Maple siroop urine ziekte: Een baby geboren met ahornsiroop urine ziekte kan de aminozuren leucine, isoleucine en valine niet afbreken. Wanneer deze aminozuren zich in het bloed van de baby ophopen, verspreiden ze een zoete ahornsiroopgeur die merkbaar is in urine, oorsmeer en zweet. De opbouw van deze aminozuren kan slaperigheid, slechte voeding, braken, toevallen, coma en de dood veroorzaken. Om aan de voedingsbehoeften van de baby te voldoen, zal de arts een speciale zuigelingenvoeding bestellen. Deze bevat niet de drie aminozuren leucine, isoleucine, valine. De arts kan ook een gedeeltelijke borstvoeding aanbevelen als de hoeveelheid moedermelk zorgvuldig wordt gemeten en de baby nauwlettend wordt gevolgd.

Een woord van heel goed

Elke moeder en baby is uniek, en dat geldt ook voor elke borstvoedingssituatie. Als je borstvoeding wilt geven, maar je wordt verteld dat je het niet kunt of mag doen, kan het verwoestend zijn. Je mag boos of verdrietig zijn en de tijd nemen om je emoties te verwerken. Het kan ook nuttig zijn om over uw gevoelens te praten met uw arts, uw partner of iemand die u vertrouwt.

Hoe moeilijk het ook mag zijn, probeer te onthouden dat borstvoeding niet de enige manier is om voeding te geven en een hechte band op te bouwen met je kind. Je baby kan de voeding krijgen die ze nodig heeft van moedermelk, zuigelingenvoeding of een speciale zuigelingenvoeding. Bonding en verbindingen zullen sterker worden wanneer je je kind vasthoudt, met haar praat, haar troost en haar zelfs een fles geeft. Alleen omdat je geen borstvoeding kunt of mag geven, wil dat nog niet zeggen dat je geen geweldige moeder kunt zijn en een gelukkig, gezond kind hebt.

> Bronnen:

> Eidelman AI, Schanler RJ, Johnston M, Landers S, Noble L, Szucs K, Viehmann L. Borstvoeding en het gebruik van moedermelk . Kindergeneeskunde. 2012 1 maart; 129 (3): e827-41.

> Jansson LM. ABM-klinisch protocol # 21: richtlijnen voor borstvoeding en de drugsverslaafde vrouw.
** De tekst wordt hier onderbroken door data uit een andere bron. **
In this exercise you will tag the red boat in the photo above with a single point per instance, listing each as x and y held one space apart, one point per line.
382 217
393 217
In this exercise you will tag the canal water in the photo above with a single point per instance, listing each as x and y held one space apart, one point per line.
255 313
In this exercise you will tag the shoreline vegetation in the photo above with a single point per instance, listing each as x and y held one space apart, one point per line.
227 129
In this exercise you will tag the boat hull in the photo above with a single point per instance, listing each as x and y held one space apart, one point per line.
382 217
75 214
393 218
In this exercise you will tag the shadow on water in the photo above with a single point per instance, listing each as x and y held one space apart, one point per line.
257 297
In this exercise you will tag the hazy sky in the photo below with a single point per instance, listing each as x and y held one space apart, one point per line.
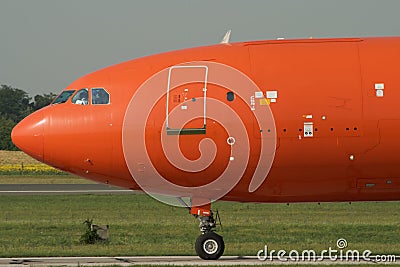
47 44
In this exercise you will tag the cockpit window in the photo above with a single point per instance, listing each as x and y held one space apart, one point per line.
100 96
81 97
63 97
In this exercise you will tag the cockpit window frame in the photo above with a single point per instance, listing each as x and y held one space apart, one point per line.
93 98
82 102
65 92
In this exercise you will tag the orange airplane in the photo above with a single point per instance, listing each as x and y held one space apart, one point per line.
313 120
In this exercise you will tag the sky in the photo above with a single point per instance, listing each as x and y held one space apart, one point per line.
47 44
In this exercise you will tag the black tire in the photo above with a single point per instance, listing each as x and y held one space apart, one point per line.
210 246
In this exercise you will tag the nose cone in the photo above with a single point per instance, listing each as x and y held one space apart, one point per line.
28 134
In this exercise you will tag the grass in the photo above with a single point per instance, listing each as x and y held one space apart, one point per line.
35 172
139 225
15 157
43 179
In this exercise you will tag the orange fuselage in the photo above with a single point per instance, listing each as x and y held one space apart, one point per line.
330 131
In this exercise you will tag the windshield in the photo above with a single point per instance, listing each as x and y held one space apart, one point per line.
63 97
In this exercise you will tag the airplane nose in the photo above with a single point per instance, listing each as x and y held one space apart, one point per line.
28 134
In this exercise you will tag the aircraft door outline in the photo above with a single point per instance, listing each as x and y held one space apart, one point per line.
182 111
Borstvoeding Geneeskunde. 2009 1 december; 4 (4): 225-8.

> Protocol AB. ABM-klinisch protocol # 7: model borstvoedingsbeleid (herziening 2010). Borstvoeding Geneeskunde. 2010; 5 (4).

> Sachs HC. De overdracht van geneesmiddelen en therapeutica naar menselijke moedermelk: een update van geselecteerde onderwerpen . Kindergeneeskunde. 2013 1 september; 132 (3): e796-809.

> Wereldgezondheidsorganisatie. Aanvaardbare medische redenen voor het gebruik van vervangingsmiddelen voor moedermelk . 2009.